The analysis is performed using R and Bioconductor packages ShortRead [33], Rsamtools [34], and Rbowtie [35, 36].

The sequencing run generates one or more FASTQ file [37] per indexed sub-library (depending on the instrument). The analysis is conducted on raw FASTQ files directly.

You can either run an R script (Subheading 3.7.1, see Note 55) or use a web server (Subheading 3.7.2).

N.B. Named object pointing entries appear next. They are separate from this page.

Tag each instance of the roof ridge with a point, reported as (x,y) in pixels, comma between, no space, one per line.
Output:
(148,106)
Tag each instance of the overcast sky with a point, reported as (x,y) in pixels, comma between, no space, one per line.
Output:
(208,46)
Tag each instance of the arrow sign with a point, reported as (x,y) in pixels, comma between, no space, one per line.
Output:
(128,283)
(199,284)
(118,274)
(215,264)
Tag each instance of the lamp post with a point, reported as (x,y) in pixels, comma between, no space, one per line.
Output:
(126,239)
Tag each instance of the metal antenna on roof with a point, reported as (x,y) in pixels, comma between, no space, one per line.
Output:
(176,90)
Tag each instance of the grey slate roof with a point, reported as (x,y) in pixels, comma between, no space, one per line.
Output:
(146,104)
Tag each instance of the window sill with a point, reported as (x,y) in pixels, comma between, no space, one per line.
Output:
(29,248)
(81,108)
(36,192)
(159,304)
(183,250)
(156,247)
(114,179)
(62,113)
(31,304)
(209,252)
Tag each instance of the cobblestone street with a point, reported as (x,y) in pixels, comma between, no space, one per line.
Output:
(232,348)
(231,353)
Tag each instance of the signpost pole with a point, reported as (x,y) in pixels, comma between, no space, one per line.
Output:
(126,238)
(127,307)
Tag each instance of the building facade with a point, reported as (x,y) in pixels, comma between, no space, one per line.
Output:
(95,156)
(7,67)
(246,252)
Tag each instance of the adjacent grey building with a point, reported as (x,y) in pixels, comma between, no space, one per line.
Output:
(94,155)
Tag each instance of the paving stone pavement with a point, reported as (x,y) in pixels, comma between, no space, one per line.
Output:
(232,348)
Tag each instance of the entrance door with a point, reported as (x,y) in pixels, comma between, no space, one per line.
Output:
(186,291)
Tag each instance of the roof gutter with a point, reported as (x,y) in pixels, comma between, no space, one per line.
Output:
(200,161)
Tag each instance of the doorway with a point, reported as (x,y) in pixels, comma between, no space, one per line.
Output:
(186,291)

3.7.1 Reads Mapping Using R Script

1. 1.

   Install a working copy of Rstudio (https://www.rstudio.com/) or any other R working environment.

2. 2.

   Download the Fastq.gz files from the sequencing machine or service and store them into a dedicated folder locally (fastqFolder) (see Note 56).

3. 3.

   Download the analysis script (Supplement File 1), or if you want to be guided through the analysis, download the corresponding R notebook (Supplement File 2).

4. 4.

   Download a copy of the genome annotation (saccharomyces_cerevisiae_R64–2-1_20150113.gff) from the https://yeastgenome.org website and save it in a dedicated folder (genomepath). The indexed genome sequence used by the script will also be stored in this folder.

5. 5.

   Edit the script under the section “Declare variables” so as to point to your fastqFolder and genomepath.

6. 6.

   Run the script.

3.7.2 Reads Mapping Using Web Server

1. 1.

   Download the Fastq.gz files and store them into a folder locally.

2. 2.

   Generate *.zip or *.tar.gz archive files, one file per sample.

3. 3.

   Upload each archive individually on the web server at https://kornmann.bioch.ox.ac.uk/satay/submission.html.

4. 4.

   Download the resulting *.bed, *.wig, and *pergene.txt files. The *pergene.txt contains the number of transposon and reads mapping to all ORFs (see Note 57).

3.7.3 Visualizing Transposon Maps

1. 1.

   Open a browser and head to http://genome-euro.ucsc.edu/cgi-bin/hgTracks?hgS_doOtherUser=submit&hgS_otherUserName=benjou&hgS_otherUserSessionName=23bDePuYrk [38].

2. 2.

   Click “Manage Custom Tracks” the “add custom track.”

3. 3.

   Click “Browse” and select the *.bed or *.wig file from the previous analysis, then click submit.

4. 4.

   Click on “go” and adjust zoom level in the genome browser.

5. 5.

   Adjust displayed tracks and settings as per genome-browser’s documentation.